Priceline has a philosophy on this because they have been extremely successful with previous acquisitions. Their blueprint is to keep the companies really independent, and their belief is that you get a lot more out of the autonomy and the entrepreneurial spirit than you get out of the synergies of the companies working together. There are a few things around the edges – for example, we’ll get some hotel supply from Priceline Group – but other than that, we act completely independently. And I think that’s a good thing for the team.
Is there anything you wish you had known prior to the acquisition?
I think some of the fun of it is that you don’t know and that you have to make decisions rapidly. You have to give yourself a chance to fail and to fail five times before getting it right. The biggest thing that I learned that I would carry forward to whatever I do next would be around pace, and getting stuff out as quickly as we possibly can.
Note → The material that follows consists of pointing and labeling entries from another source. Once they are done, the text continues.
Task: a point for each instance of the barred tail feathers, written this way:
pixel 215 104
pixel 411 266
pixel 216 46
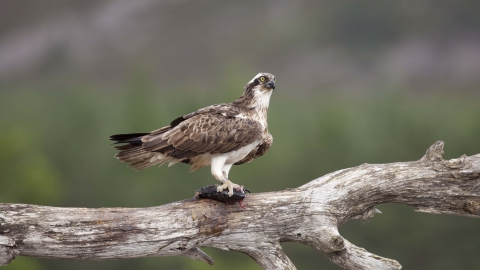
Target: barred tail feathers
pixel 132 152
pixel 139 158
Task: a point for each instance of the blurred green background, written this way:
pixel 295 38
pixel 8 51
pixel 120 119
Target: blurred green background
pixel 357 82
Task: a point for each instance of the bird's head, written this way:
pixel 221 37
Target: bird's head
pixel 262 81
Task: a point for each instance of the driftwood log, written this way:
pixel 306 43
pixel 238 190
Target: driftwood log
pixel 310 214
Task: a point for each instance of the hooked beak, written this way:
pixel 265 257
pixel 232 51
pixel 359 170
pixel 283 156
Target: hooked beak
pixel 271 84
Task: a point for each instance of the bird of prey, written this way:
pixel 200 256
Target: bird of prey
pixel 218 136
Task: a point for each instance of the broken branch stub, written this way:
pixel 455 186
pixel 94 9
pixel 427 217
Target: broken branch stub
pixel 310 214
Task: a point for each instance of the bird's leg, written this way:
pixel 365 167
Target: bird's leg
pixel 227 184
pixel 220 172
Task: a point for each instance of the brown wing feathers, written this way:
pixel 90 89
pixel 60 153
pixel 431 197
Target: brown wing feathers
pixel 193 136
pixel 206 133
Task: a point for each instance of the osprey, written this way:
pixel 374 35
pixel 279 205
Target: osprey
pixel 218 136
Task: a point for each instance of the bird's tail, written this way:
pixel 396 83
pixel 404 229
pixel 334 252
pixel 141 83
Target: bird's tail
pixel 133 153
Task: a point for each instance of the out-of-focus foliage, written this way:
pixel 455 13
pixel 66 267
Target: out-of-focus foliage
pixel 358 82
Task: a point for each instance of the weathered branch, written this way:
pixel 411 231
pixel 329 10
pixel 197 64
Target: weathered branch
pixel 310 214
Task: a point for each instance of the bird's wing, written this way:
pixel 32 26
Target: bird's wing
pixel 223 109
pixel 204 133
pixel 258 151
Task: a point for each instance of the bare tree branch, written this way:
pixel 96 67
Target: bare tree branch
pixel 310 214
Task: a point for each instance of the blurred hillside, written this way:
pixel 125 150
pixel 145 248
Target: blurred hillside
pixel 357 82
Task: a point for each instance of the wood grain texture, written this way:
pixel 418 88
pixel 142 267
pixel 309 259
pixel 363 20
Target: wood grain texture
pixel 310 214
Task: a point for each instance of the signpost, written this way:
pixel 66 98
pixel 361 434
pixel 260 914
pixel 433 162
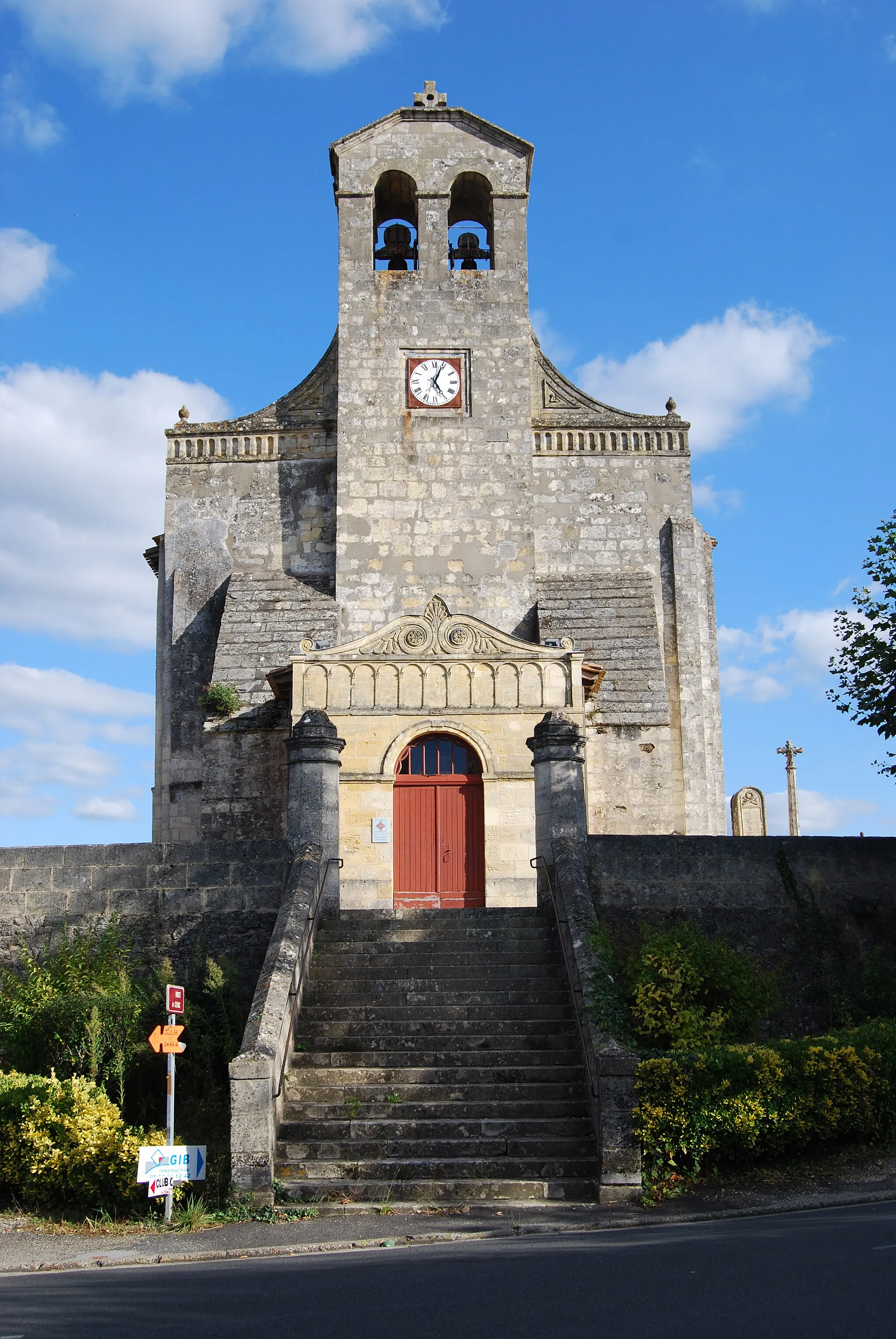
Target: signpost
pixel 178 1161
pixel 167 1040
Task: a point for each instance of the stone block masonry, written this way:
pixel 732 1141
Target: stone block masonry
pixel 182 899
pixel 732 887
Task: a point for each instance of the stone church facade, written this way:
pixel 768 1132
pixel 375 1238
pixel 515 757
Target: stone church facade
pixel 436 535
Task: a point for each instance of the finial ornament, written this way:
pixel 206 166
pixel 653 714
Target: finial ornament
pixel 430 99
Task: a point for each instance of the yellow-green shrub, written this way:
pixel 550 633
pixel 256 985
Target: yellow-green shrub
pixel 63 1141
pixel 690 990
pixel 740 1103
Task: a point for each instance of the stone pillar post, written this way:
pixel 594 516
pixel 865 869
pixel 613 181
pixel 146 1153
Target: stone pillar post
pixel 559 759
pixel 312 815
pixel 562 839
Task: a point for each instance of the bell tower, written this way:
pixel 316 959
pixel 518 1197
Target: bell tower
pixel 434 410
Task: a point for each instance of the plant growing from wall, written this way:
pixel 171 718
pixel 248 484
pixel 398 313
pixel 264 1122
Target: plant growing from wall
pixel 75 1010
pixel 220 699
pixel 866 659
pixel 689 990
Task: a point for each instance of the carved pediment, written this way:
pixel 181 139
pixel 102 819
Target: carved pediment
pixel 437 634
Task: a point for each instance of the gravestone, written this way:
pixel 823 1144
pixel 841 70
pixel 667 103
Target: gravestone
pixel 748 813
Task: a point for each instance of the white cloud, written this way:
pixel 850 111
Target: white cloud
pixel 809 634
pixel 820 815
pixel 149 47
pixel 752 685
pixel 35 701
pixel 42 763
pixel 26 264
pixel 100 808
pixel 718 371
pixel 19 800
pixel 35 127
pixel 58 713
pixel 712 500
pixel 777 657
pixel 84 471
pixel 555 346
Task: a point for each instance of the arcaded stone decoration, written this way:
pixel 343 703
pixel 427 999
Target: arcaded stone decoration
pixel 748 813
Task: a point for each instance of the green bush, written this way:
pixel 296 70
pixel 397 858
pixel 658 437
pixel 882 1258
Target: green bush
pixel 220 699
pixel 77 1010
pixel 689 990
pixel 65 1142
pixel 730 1104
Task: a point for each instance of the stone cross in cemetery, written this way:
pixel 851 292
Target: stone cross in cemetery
pixel 791 750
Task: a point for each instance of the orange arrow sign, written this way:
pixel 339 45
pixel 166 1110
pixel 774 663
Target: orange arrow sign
pixel 165 1040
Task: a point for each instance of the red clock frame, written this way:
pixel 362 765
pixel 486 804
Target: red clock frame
pixel 413 404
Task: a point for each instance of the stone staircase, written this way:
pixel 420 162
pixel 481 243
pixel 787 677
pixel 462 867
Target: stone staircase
pixel 437 1062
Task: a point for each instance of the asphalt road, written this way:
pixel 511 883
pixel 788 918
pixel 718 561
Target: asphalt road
pixel 827 1274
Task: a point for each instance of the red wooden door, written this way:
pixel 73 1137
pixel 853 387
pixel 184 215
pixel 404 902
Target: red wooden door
pixel 438 826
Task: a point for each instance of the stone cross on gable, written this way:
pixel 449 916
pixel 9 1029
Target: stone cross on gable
pixel 791 750
pixel 430 98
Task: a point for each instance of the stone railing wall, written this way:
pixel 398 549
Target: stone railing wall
pixel 219 898
pixel 193 450
pixel 574 441
pixel 258 1073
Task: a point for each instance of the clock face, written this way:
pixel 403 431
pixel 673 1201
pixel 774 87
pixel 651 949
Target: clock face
pixel 434 383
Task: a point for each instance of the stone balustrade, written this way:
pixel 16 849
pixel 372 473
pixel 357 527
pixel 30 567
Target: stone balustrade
pixel 572 441
pixel 204 450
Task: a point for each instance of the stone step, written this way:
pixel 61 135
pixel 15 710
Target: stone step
pixel 444 921
pixel 449 1014
pixel 466 940
pixel 336 966
pixel 442 1064
pixel 316 1041
pixel 430 993
pixel 420 1151
pixel 378 1111
pixel 479 1191
pixel 464 1061
pixel 374 1086
pixel 438 1170
pixel 515 1034
pixel 519 1128
pixel 455 975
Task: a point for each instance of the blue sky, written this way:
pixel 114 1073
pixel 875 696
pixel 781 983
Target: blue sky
pixel 712 218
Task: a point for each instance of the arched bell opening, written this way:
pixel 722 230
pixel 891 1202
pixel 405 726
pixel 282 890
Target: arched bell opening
pixel 396 223
pixel 438 825
pixel 471 223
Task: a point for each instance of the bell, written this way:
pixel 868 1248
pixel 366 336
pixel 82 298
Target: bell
pixel 397 242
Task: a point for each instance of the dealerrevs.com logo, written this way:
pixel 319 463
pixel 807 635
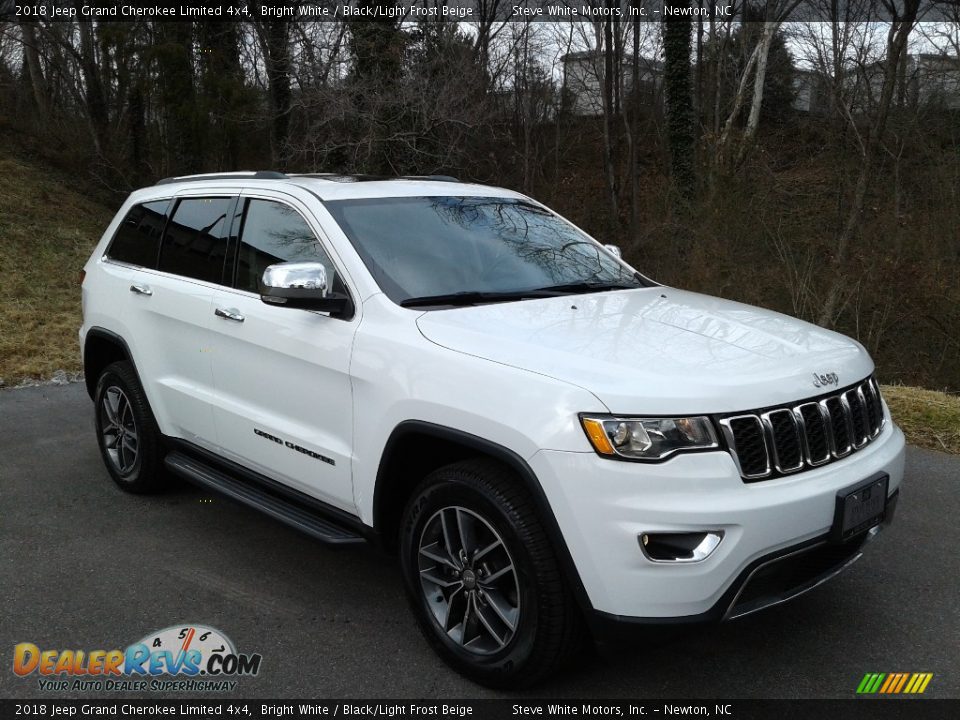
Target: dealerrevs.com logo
pixel 179 658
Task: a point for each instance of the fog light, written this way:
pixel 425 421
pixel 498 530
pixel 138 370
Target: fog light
pixel 668 547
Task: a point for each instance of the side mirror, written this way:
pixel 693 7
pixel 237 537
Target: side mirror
pixel 304 286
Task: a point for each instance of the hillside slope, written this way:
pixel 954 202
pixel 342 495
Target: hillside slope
pixel 47 231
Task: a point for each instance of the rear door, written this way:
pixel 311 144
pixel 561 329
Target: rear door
pixel 171 314
pixel 284 404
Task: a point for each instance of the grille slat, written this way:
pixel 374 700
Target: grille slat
pixel 788 439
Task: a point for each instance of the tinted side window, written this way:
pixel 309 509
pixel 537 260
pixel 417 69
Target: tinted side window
pixel 275 233
pixel 138 237
pixel 195 243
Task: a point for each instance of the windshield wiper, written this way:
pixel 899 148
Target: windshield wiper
pixel 474 297
pixel 585 287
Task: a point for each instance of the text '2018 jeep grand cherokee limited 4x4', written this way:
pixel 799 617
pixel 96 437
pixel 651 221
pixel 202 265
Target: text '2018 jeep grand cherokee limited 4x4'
pixel 551 442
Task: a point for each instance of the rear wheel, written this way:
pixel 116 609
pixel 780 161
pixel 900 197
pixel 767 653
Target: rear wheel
pixel 127 433
pixel 483 579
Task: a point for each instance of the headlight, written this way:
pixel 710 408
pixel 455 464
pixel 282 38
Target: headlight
pixel 648 438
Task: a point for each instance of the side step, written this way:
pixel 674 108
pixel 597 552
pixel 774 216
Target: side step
pixel 285 510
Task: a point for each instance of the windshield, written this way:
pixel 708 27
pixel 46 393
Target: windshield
pixel 468 250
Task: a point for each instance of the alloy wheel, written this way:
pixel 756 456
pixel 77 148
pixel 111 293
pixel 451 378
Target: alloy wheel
pixel 469 580
pixel 119 429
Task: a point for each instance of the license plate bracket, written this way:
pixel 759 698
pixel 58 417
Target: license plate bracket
pixel 860 507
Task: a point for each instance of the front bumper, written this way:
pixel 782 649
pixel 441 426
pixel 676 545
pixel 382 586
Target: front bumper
pixel 602 506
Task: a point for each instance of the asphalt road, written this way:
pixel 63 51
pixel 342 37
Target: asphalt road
pixel 83 565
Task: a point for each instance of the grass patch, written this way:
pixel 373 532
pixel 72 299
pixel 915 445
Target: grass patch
pixel 929 419
pixel 47 232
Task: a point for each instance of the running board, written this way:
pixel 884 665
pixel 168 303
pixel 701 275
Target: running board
pixel 285 510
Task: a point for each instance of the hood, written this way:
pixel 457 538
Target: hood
pixel 656 351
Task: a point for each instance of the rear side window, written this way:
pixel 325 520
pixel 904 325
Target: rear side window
pixel 275 233
pixel 195 243
pixel 138 238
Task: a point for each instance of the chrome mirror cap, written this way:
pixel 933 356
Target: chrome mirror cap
pixel 302 276
pixel 614 250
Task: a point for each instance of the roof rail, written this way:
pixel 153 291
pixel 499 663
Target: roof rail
pixel 435 178
pixel 258 175
pixel 361 177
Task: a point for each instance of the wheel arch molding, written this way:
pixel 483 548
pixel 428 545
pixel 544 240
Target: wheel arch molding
pixel 405 462
pixel 100 348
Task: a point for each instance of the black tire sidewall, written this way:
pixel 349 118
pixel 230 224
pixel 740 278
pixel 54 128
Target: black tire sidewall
pixel 443 492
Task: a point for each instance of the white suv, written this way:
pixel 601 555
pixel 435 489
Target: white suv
pixel 551 442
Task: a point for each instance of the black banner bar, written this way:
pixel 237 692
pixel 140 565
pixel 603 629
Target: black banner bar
pixel 424 10
pixel 864 708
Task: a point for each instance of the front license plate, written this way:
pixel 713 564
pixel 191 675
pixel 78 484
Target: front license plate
pixel 860 507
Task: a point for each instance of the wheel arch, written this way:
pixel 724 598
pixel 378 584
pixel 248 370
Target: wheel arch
pixel 415 448
pixel 102 347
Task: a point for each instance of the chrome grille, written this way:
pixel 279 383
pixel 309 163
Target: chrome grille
pixel 784 440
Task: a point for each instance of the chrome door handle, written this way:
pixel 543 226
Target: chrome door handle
pixel 229 314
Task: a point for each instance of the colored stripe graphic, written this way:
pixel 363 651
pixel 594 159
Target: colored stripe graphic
pixel 894 683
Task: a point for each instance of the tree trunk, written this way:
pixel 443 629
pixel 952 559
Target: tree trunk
pixel 38 82
pixel 277 46
pixel 94 99
pixel 897 37
pixel 676 46
pixel 609 170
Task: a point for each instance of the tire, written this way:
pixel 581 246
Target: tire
pixel 499 627
pixel 127 432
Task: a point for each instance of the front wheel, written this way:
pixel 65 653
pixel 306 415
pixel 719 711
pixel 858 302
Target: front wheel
pixel 127 432
pixel 483 578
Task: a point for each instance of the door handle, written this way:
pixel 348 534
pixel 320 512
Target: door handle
pixel 229 314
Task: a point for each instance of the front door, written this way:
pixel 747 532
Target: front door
pixel 283 396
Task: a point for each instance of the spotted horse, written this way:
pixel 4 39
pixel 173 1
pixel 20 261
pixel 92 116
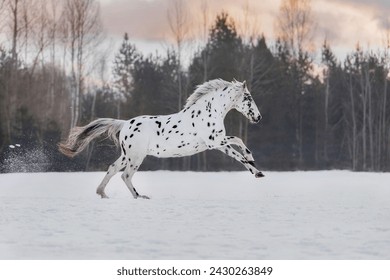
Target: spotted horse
pixel 196 128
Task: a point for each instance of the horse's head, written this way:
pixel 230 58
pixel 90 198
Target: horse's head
pixel 245 104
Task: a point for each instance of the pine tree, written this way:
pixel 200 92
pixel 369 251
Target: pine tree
pixel 123 72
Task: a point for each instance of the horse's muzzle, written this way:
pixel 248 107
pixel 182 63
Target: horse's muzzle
pixel 256 120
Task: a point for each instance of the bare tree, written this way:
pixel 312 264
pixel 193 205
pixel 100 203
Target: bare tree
pixel 82 27
pixel 295 26
pixel 179 24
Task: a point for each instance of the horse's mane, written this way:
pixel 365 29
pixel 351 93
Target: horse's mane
pixel 206 88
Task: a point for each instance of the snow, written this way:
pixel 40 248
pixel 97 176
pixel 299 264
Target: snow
pixel 225 215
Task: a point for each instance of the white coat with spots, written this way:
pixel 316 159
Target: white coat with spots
pixel 196 128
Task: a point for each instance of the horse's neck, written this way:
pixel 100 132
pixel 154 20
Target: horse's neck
pixel 220 102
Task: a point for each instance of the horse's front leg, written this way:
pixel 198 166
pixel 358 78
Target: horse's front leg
pixel 233 140
pixel 250 165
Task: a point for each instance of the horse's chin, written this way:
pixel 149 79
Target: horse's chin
pixel 254 121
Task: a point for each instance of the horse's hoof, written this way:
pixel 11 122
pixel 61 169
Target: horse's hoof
pixel 102 195
pixel 252 162
pixel 259 174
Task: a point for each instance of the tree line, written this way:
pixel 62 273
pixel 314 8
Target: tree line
pixel 334 115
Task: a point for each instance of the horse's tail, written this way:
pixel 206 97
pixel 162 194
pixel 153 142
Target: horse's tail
pixel 79 137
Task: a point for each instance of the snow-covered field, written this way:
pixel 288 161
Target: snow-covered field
pixel 286 215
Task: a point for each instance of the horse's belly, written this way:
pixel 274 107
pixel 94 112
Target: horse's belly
pixel 177 149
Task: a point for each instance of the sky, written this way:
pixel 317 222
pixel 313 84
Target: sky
pixel 344 23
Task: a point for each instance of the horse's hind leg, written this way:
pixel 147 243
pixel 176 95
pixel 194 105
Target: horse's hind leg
pixel 127 175
pixel 112 170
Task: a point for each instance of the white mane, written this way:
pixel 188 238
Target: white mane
pixel 206 88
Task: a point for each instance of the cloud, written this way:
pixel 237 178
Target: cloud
pixel 141 19
pixel 342 22
pixel 147 19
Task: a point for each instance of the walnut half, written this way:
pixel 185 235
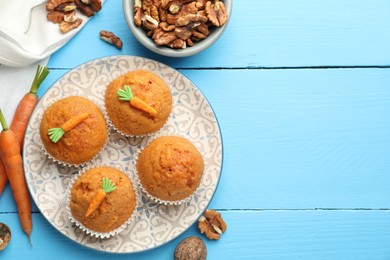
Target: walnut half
pixel 212 224
pixel 178 23
pixel 111 39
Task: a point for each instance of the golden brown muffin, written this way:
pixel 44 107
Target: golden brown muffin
pixel 115 209
pixel 150 88
pixel 81 143
pixel 170 168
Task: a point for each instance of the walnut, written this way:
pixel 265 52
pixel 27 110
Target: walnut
pixel 96 5
pixel 84 8
pixel 52 4
pixel 55 16
pixel 189 42
pixel 216 13
pixel 178 44
pixel 212 224
pixel 149 23
pixel 200 4
pixel 185 9
pixel 66 7
pixel 111 38
pixel 178 23
pixel 167 27
pixel 66 26
pixel 163 38
pixel 190 19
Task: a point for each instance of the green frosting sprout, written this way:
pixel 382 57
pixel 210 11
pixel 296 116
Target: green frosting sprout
pixel 125 94
pixel 107 185
pixel 55 134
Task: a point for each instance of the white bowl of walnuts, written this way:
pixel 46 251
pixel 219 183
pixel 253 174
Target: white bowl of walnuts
pixel 177 28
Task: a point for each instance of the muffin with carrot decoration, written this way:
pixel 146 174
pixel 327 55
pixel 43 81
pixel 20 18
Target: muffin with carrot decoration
pixel 73 130
pixel 101 200
pixel 138 103
pixel 170 169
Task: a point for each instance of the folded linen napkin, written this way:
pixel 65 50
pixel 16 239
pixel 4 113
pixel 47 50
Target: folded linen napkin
pixel 26 36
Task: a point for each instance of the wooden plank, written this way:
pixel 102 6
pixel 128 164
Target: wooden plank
pixel 296 139
pixel 251 235
pixel 285 33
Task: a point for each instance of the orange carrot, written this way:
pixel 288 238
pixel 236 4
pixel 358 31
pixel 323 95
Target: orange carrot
pixel 142 105
pixel 56 133
pixel 26 106
pixel 107 187
pixel 136 102
pixel 3 177
pixel 12 159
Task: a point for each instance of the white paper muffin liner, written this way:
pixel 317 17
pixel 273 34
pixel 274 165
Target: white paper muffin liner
pixel 156 199
pixel 66 164
pixel 81 225
pixel 110 124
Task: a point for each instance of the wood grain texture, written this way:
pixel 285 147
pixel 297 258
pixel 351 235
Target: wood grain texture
pixel 280 33
pixel 310 234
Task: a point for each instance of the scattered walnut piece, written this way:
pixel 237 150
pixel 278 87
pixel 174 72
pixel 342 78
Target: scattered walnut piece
pixel 63 12
pixel 178 23
pixel 67 26
pixel 84 8
pixel 212 224
pixel 216 13
pixel 53 4
pixel 111 38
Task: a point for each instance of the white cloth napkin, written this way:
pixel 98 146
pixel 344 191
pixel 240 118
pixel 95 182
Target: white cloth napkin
pixel 14 84
pixel 26 36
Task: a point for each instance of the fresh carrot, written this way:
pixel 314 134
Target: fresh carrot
pixel 12 159
pixel 127 95
pixel 107 187
pixel 56 133
pixel 26 105
pixel 3 177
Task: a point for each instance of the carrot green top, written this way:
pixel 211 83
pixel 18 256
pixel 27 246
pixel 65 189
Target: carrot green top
pixel 125 94
pixel 40 76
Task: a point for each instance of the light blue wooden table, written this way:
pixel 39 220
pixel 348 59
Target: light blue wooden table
pixel 301 90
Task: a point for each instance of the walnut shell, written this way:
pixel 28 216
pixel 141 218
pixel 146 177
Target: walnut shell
pixel 191 248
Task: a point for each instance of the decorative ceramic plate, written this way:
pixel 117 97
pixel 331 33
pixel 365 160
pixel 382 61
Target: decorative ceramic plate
pixel 155 224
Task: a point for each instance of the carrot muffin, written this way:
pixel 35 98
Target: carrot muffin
pixel 73 130
pixel 102 199
pixel 138 103
pixel 170 168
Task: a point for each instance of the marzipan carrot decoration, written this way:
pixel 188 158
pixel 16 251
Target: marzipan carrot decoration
pixel 55 134
pixel 107 187
pixel 12 159
pixel 127 95
pixel 26 105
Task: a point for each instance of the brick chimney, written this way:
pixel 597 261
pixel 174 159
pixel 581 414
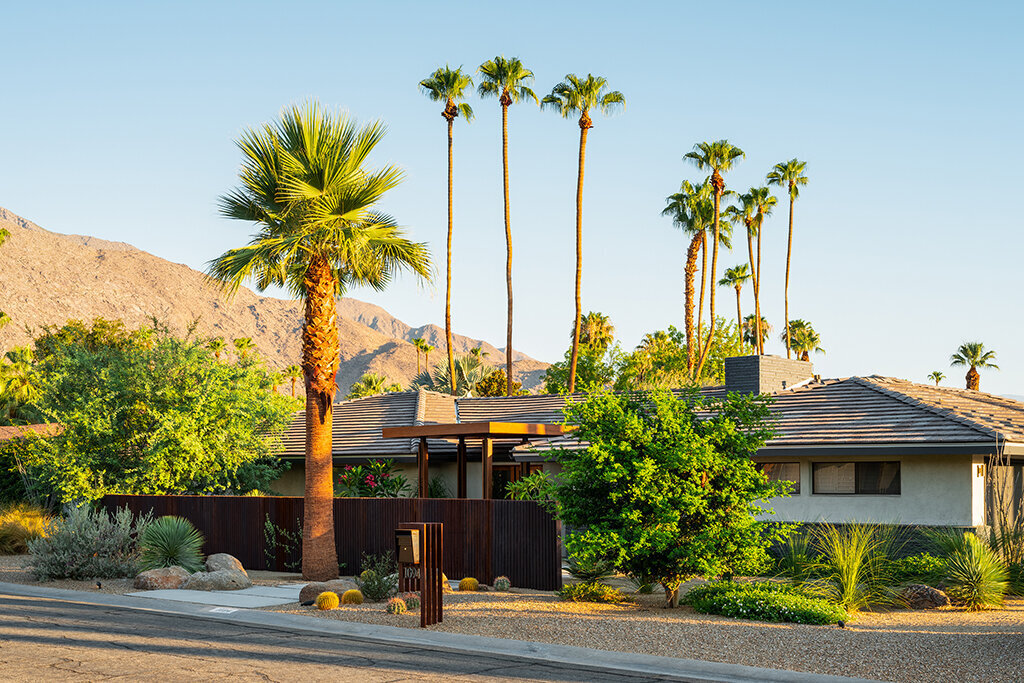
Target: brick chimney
pixel 764 374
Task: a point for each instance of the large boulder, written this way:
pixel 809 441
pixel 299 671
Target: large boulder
pixel 162 579
pixel 339 586
pixel 221 580
pixel 223 561
pixel 919 596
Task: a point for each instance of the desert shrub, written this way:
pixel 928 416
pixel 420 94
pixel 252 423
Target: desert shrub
pixel 763 601
pixel 379 579
pixel 920 568
pixel 171 541
pixel 20 523
pixel 590 592
pixel 854 568
pixel 89 544
pixel 328 600
pixel 976 578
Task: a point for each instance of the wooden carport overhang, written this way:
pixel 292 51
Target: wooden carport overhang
pixel 486 431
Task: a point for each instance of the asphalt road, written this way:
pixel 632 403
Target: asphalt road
pixel 43 639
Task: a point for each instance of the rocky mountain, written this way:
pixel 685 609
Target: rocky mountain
pixel 47 278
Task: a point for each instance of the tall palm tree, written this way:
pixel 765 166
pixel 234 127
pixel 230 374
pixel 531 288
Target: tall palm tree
pixel 579 95
pixel 449 85
pixel 974 355
pixel 718 157
pixel 306 185
pixel 596 331
pixel 735 278
pixel 293 373
pixel 508 80
pixel 791 175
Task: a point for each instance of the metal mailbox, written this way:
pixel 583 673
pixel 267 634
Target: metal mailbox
pixel 407 543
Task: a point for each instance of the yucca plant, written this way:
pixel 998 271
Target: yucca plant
pixel 854 564
pixel 172 541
We’ve hired a couple of consultants recently, and it’s fun to coach them to do less in PowerPoint. We should be pushing things out and testing them, rather than spending a lot of time thinking about them or doing surveys. In this world – a scrappy, ultra-competitive startup environment – getting stuff out there is always a better solution than spending a whole bunch of time thinking about it and making sure that you’re covered if things go wrong. We might be able to get six things done this month, and maybe none of them will work, but it’s better to know that now than to sit on it for two or three months, which is what tends to happen in larger companies.
What advice would you give to current Principals who want your job someday? How long should they stay in consulting? Is there anything you wish you had known back then?
I think consulting is really good as a way to build an analytical toolkit and communication skills. I think that the quality of the people you work with – both the raw intellectual horsepower and, in many ways, the creativity – is unsurpassed. But if you want to do something yourself and get your hands dirty, the very best thing you can do, in my opinion, is to find somebody five to ten years ahead of you, who maybe spent a year or two in consulting, and find a way to work with them. Soak it up for a year, and figure out whether you like the entrepreneurial environment. Put yourself in a challenging environment, independent of compensation or title, and just find people that you’d be interested in learning from, who will be hard on you and help you make the transition from trading in intelligence and communication to actually getting things done. The best advice, put simply, would be to reach out to the alumni network and find people who have gone out and done interesting things post-consulting. Find someone who is five to ten years ahead of you and tell them that you’ll do whatever they want you to do as long as it has real accountability.
Of all of your professional experience, what experience was most instrumental to your success at Rocketmiles?
I take something from all the experiences that I had. I do still think of my formative years at BCG as being an era that I was really proud of. If it’s a matter of setting a high bar and a definition of what good work is – that’s BCG. If it’s a matter of speed, I would say that I learned that at Groupon. It’s really hard for me to say that one of them was the most instrumental. They all served a different purpose, and they each represent a different phase of my life, so it’s hard to choose just one.